Art Journals, Then and Now
Throughout history, many famous artists kept art journals. Perhaps the best-known among these were the journals of Leonardo da Vinci. The images in these journals reveal his marvelous intellect and inventiveness, and the texts, which were written in reverse so that they can be read only with a mirror, have fascinated researchers to this day. More recently, other famous artists like Frida Kahlo and even musicians like Brian Eno have also maintained art journals. Of course, countless other artists, writers and everyday people record visual documentation of their daily lives through any combination of sketches, collage, text, and other media, including digital media. The limits are only your inspiration, and since the main “audience” is yourself, there’s no requirement of artistic talent or experience. This brings us to the first reason to get started right now…
1. You Can Do It…Now
Grab a notebook, sketchbook, or even a single scrap of paper. You already have a searchable mental library of experiences which expand and accumulate every day. These memories present you with unlimited topics to choose from and document in your art journal. Art is a form of communication, and it can inform, persuade or entertain just like writing or speaking. In fact, it often does so more efficiently than the spoken or written word can alone, as attested by phrases like “picture this,” or “don’t just tell me, show me.” But communication need not always be outward. One of the greatest fears is glossophobia, the fear of public communication. It affects up to 75% of the population. Thankfully, your art journal is a private affair. It can house your own private gallery. As we live, work, relate, emote and perhaps even fight, there is a level of stress which builds up. For many people, art serves as a pressure valve (read safety valve) for this pent-up energy. Art journals constructively redirect this energy by providing a judgement-free space.
2. Art is Therapeutic
In addition to the anxiety management benefits mentioned above, art journaling provides a potentially quick shorthand for organizing the issues on your mind into graphic representations, such as diagrams, flow charts or mind maps. While these entries may not look like traditional “art”, they certainly fit into your personal oeuvre. When your art helps you feel better, that’s art therapy.

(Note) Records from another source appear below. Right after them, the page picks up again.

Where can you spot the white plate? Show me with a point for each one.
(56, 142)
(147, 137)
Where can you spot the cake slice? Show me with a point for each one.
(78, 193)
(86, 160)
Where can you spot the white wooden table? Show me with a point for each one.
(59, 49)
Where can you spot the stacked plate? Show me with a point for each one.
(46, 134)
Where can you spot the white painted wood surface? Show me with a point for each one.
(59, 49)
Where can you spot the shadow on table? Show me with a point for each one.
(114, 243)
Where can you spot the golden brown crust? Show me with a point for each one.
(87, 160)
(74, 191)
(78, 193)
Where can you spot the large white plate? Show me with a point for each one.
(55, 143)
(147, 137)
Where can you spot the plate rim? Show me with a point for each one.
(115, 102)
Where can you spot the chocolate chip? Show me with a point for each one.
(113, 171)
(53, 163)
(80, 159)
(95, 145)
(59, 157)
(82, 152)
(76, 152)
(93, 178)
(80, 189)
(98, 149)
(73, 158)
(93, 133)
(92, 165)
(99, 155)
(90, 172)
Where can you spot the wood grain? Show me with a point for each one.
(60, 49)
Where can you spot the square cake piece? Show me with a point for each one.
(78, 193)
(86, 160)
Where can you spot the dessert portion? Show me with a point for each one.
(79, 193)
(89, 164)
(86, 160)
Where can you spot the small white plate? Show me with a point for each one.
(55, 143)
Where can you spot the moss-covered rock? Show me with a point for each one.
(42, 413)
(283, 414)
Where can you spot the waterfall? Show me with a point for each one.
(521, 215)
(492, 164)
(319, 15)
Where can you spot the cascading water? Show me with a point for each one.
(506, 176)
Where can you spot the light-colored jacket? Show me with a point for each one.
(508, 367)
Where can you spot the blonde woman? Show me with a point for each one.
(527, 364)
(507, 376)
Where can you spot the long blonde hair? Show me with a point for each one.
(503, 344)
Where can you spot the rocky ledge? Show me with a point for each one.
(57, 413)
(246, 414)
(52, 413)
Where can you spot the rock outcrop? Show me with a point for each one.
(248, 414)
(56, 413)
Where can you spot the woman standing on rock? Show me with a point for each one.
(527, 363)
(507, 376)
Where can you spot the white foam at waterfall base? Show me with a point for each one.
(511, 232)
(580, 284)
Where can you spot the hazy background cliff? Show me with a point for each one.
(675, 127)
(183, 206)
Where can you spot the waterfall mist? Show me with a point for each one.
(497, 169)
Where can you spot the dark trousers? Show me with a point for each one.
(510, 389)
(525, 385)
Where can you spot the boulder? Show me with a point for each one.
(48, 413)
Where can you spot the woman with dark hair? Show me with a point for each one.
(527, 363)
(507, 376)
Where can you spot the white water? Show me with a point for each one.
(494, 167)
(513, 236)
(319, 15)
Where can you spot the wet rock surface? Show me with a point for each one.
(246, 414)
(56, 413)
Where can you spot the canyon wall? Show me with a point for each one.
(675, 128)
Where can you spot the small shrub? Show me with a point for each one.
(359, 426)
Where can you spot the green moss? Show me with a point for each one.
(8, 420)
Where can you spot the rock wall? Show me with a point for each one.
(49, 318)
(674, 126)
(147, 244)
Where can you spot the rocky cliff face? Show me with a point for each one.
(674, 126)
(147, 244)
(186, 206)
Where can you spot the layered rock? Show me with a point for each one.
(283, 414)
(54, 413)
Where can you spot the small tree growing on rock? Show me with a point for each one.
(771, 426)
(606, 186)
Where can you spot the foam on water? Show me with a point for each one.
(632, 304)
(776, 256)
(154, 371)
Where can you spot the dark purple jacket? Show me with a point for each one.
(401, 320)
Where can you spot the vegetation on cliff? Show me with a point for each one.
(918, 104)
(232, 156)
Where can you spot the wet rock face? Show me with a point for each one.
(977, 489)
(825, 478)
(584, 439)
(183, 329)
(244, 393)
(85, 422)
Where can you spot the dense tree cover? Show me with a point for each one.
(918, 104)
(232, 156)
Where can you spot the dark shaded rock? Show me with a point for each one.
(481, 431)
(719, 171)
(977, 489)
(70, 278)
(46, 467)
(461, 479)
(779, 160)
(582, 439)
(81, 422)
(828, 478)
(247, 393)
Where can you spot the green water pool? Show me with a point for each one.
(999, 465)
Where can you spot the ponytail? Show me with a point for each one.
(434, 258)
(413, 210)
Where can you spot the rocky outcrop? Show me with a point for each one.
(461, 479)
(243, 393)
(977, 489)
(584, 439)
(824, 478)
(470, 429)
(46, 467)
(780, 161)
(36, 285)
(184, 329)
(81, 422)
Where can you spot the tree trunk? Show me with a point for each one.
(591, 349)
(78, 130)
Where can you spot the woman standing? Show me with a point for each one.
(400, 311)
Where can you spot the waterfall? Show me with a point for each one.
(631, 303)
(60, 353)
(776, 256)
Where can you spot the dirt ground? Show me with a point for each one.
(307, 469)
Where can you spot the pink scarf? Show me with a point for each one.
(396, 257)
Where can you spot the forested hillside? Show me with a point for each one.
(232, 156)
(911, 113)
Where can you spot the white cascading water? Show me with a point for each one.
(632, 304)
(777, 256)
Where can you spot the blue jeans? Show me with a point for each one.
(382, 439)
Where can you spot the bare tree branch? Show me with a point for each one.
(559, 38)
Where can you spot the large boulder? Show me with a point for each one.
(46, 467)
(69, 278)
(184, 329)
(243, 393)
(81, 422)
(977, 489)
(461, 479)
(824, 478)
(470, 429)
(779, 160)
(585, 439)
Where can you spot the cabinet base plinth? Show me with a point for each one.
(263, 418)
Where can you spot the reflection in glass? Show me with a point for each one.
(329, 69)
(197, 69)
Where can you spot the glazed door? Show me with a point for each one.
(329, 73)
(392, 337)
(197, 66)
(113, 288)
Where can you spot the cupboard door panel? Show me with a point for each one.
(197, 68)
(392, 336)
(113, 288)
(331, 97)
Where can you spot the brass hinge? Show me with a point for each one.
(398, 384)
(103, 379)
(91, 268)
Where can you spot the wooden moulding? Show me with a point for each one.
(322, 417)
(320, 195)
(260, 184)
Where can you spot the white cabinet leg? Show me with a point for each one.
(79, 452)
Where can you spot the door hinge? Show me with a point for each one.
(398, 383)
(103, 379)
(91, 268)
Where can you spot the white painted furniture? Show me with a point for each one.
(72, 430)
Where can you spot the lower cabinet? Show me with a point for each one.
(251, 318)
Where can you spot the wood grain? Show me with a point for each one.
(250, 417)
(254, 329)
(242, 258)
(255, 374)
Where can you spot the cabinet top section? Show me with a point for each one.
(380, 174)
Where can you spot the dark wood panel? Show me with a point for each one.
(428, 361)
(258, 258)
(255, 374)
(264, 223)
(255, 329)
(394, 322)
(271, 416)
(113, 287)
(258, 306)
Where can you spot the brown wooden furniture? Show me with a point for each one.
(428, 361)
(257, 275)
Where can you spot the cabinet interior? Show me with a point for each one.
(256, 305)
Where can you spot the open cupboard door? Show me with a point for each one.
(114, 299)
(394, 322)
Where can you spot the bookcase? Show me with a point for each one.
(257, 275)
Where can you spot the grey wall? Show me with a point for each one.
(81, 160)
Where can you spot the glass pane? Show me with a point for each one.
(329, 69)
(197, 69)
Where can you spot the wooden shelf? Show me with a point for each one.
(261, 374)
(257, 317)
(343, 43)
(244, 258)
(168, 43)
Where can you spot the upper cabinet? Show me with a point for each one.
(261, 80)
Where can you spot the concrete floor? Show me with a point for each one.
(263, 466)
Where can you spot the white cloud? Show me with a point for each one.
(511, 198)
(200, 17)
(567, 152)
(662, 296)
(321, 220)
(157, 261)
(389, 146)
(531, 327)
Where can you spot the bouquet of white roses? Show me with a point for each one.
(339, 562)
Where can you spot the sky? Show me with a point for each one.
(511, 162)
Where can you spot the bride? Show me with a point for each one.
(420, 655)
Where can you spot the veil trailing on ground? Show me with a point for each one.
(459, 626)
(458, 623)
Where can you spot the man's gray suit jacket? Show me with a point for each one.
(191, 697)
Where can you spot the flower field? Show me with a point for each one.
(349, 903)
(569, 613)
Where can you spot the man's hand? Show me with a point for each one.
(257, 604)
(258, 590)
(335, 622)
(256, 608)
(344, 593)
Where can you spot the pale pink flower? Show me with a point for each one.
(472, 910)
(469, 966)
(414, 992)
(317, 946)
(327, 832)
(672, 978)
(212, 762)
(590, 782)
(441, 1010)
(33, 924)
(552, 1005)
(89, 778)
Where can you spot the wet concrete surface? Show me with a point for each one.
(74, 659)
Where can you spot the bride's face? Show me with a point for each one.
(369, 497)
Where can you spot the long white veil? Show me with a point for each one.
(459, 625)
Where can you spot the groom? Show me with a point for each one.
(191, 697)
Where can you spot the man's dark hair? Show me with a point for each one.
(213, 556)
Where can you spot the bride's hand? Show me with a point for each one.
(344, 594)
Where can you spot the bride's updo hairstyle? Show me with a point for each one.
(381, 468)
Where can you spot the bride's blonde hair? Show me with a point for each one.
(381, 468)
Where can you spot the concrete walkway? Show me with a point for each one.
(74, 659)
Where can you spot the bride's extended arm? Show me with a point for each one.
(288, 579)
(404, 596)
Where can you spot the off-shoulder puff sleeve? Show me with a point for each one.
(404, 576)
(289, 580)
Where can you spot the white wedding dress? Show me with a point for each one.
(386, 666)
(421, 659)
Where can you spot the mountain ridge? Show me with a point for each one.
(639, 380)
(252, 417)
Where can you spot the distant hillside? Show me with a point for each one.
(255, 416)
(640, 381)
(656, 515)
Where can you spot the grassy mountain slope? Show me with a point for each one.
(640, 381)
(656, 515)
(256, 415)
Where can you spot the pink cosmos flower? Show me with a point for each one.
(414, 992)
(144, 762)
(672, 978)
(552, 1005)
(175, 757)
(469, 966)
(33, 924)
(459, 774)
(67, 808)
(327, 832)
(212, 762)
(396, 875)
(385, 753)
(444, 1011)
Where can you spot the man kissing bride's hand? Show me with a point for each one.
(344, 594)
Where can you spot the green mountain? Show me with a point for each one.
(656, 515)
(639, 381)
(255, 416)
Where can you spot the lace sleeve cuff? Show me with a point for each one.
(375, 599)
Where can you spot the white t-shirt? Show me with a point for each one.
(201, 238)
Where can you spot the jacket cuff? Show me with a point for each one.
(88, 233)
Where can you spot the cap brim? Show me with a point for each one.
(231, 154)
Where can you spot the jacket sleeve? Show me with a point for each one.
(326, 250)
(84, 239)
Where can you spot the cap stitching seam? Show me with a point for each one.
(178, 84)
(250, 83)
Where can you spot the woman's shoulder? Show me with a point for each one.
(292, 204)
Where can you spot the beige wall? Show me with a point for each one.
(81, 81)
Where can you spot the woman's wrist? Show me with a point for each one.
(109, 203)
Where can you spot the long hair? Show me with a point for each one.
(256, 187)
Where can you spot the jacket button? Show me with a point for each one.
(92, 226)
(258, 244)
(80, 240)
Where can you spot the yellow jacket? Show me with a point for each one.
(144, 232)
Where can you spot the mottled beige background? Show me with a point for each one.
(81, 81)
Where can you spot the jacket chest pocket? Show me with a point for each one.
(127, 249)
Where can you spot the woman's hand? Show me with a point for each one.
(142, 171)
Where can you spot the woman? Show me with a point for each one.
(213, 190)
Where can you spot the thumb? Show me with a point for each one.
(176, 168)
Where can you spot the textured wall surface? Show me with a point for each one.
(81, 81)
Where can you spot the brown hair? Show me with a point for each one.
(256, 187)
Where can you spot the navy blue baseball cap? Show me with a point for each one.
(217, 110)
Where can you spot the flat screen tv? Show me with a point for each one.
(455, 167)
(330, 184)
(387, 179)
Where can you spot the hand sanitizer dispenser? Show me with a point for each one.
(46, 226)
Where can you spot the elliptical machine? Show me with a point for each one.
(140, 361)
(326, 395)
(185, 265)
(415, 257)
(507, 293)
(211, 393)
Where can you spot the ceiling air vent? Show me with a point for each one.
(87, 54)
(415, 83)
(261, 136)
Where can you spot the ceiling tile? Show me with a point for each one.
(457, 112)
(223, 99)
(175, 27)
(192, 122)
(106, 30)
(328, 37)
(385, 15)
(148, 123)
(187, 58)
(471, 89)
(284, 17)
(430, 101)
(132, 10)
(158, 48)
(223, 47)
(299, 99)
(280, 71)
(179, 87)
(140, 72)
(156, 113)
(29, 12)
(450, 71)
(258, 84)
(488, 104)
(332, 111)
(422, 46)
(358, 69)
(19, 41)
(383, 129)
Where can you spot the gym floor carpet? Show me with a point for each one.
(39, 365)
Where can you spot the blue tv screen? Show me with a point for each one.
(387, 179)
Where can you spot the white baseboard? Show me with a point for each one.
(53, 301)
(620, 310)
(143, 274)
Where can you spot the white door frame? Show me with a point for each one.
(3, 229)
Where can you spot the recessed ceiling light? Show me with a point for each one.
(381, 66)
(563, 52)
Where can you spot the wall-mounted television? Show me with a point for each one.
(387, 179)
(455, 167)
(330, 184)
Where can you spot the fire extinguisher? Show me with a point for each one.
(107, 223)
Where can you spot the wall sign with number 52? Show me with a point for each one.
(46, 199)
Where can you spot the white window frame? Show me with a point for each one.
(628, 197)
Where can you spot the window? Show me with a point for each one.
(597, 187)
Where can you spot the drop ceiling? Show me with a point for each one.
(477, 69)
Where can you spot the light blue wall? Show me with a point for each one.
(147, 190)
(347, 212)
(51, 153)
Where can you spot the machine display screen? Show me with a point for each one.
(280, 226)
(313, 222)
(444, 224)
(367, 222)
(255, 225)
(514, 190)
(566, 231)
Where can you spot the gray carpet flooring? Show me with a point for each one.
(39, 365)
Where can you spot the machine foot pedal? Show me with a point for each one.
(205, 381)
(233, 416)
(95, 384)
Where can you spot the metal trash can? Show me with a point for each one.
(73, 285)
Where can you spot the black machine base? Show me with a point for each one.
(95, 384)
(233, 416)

3. A Picture is Worth 1,000 Words
To demonstrate the unique expressive potential of art journaling, look no further than your favorite memes. Some of the artistic insights which can be gleaned this way include how:
- Images are capable of conveying more than words alone
- Imagery and text can fuse to create a uniquely powerful effect
- No amount of idiosyncratic quirkiness is too weird to set upon one’s page
These insights are all relevant to art journaling, as it too embodies the wedding of text with imagery to make your point with greater ease, clarity or force.
4. Your Blueprint Factory
Art journals are also the perfect place to plan out and sketch for prospective, finished artworks. Variations on themes, color schemes, proportions and compositional strategies can all be worked out and cataloged in one space for convenient perusal. If your art involves pastiche, or appropriation, the references can be pasted right on the opposite page from your workspace in the journal. Apart from mere preparation, these sketches can be so delightful to look at, you might not want to keep them to yourself, in which case…
5. It’s “Art,” Too!
Although an art journal is by no means always a public document, there are plenty of communities and events wherein art journaling is shared, discussed, appraised and so forth. The amount of sharing can be indirect, in which the contents of the journals are kept private, and the discussion is more around the processes, benefits and challenges of art journaling, or in other cases, there may also be a more direct exchange of participants’ journals. Even formal gallery-style exhibits featuring art journals are not unheard of. Art journaling can even be a way to make new friends. There are many groups around the U.S. that regularly meet to share and discuss their work. The art of bookmaking is also a close cousin to art journaling, and the two art forms are highly combinable.
In Closing
Of course, these five reasons only scratch the surface of why art journaling may be right for you. There is no restriction on which direction you can take your art journal, nor on where it can take you. Journaling is usually a deeply personal practice, and so the reasons and methods utilized for journaling will be as diverse as the journalers themselves. In all, an art journal is a window, and it is the view within that makes each one unique.